Pello Sasiain
Nota inicial
Estas páginas no pretenden ofrecer una teoría cerrada, sino unas notas de trabajo y líneas de reflexión para abrir un debate necesario:
cómo reforzar los valores morales que han sostenido históricamente a la sociedad vasca y que hoy necesitan renovarse desde una perspectiva cívica, ética y cultural.
Más que reconstruir un pasado, se trata de reconocer una continuidad moral —una forma vasca de entender la responsabilidad, la libertad y la convivencia— que puede servirnos de guía en tiempos de fragmentación y desconcierto. El propósito de estas notas es invitar a pensar juntos qué significa hoy hablar de una genealogía ética vasca, y cómo esos principios pueden inspirar una vida social más justa, solidaria y consciente.

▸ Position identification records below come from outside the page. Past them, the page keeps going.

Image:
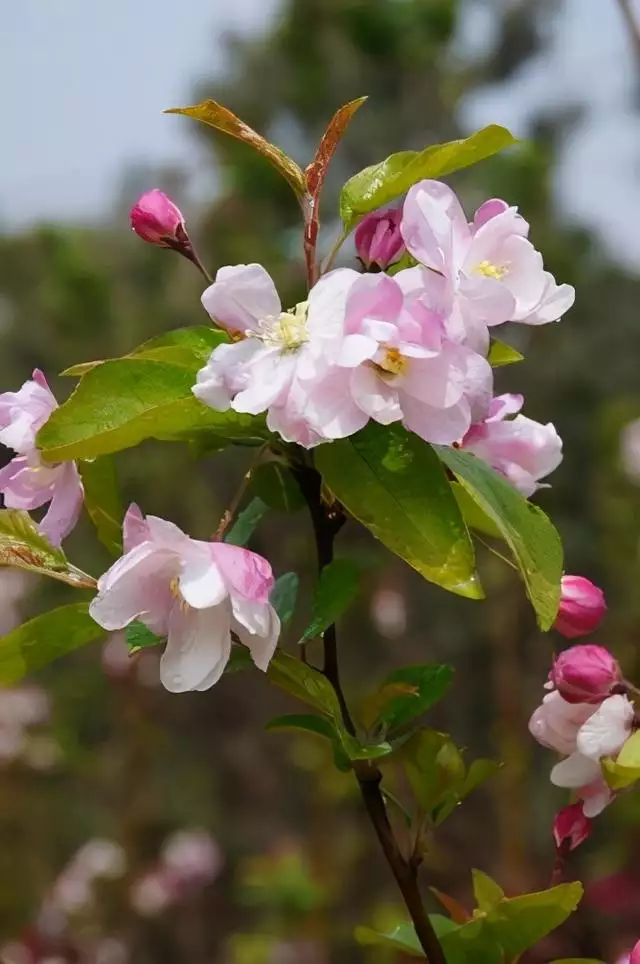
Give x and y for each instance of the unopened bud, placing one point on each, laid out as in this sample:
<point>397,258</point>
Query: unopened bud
<point>571,827</point>
<point>378,239</point>
<point>156,219</point>
<point>582,607</point>
<point>585,674</point>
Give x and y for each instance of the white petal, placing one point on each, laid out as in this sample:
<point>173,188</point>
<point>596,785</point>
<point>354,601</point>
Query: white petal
<point>575,772</point>
<point>198,648</point>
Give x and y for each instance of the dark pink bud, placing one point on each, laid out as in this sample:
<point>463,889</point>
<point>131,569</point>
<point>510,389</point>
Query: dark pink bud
<point>378,239</point>
<point>582,606</point>
<point>156,219</point>
<point>585,674</point>
<point>571,827</point>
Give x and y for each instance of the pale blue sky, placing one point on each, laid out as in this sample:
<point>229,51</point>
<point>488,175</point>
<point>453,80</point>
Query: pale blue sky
<point>83,84</point>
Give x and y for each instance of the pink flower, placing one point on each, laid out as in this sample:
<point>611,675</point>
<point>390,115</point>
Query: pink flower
<point>522,450</point>
<point>571,827</point>
<point>556,723</point>
<point>585,674</point>
<point>27,482</point>
<point>603,734</point>
<point>195,593</point>
<point>582,606</point>
<point>395,362</point>
<point>263,370</point>
<point>494,271</point>
<point>156,219</point>
<point>378,239</point>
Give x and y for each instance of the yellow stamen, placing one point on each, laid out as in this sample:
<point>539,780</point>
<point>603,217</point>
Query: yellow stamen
<point>490,270</point>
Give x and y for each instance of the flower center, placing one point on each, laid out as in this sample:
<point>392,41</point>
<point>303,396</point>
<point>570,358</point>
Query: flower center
<point>393,362</point>
<point>489,270</point>
<point>287,331</point>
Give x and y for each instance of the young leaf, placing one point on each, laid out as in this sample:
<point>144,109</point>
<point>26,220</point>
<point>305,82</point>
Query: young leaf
<point>215,115</point>
<point>337,587</point>
<point>381,183</point>
<point>530,535</point>
<point>316,172</point>
<point>485,890</point>
<point>120,403</point>
<point>410,691</point>
<point>284,595</point>
<point>502,354</point>
<point>188,347</point>
<point>246,523</point>
<point>44,639</point>
<point>23,547</point>
<point>276,486</point>
<point>138,636</point>
<point>102,501</point>
<point>390,480</point>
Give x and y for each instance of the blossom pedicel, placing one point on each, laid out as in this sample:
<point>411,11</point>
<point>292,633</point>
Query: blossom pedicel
<point>27,482</point>
<point>195,593</point>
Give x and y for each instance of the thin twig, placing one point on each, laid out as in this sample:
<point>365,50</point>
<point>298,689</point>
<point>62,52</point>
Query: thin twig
<point>327,522</point>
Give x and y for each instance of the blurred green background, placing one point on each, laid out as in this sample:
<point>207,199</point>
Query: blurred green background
<point>273,862</point>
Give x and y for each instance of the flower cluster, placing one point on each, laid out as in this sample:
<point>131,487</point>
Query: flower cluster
<point>408,348</point>
<point>584,720</point>
<point>27,482</point>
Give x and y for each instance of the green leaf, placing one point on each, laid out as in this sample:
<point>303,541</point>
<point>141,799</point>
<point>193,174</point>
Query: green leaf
<point>381,183</point>
<point>410,691</point>
<point>215,115</point>
<point>502,354</point>
<point>246,523</point>
<point>337,587</point>
<point>23,547</point>
<point>44,639</point>
<point>276,486</point>
<point>284,595</point>
<point>625,771</point>
<point>138,636</point>
<point>528,532</point>
<point>102,501</point>
<point>123,402</point>
<point>485,890</point>
<point>390,480</point>
<point>188,347</point>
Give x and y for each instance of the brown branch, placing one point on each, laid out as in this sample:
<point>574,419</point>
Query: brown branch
<point>327,522</point>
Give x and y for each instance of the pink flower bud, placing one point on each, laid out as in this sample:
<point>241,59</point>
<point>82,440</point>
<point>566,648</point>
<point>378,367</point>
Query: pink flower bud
<point>378,239</point>
<point>585,674</point>
<point>571,827</point>
<point>582,606</point>
<point>156,219</point>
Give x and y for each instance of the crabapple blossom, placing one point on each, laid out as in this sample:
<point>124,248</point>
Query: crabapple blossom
<point>195,593</point>
<point>156,219</point>
<point>571,827</point>
<point>27,482</point>
<point>378,239</point>
<point>494,272</point>
<point>585,674</point>
<point>582,607</point>
<point>521,450</point>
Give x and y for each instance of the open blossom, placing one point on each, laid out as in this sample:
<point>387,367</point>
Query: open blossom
<point>585,674</point>
<point>522,450</point>
<point>495,273</point>
<point>362,347</point>
<point>27,482</point>
<point>585,734</point>
<point>262,371</point>
<point>195,593</point>
<point>582,607</point>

Parte I – Raíz moral y comunidad vivaI. Las raíces morales del ser vasco: del deber a la libertad responsable
Hay pueblos que se explican por su historia política o por sus guerras; el nuestro se reconoce por su modo de vivir la responsabilidad. En el corazón del euskera late una moral que no nace del derecho, sino del deber; que no se impone desde fuera, sino que brota de la conciencia.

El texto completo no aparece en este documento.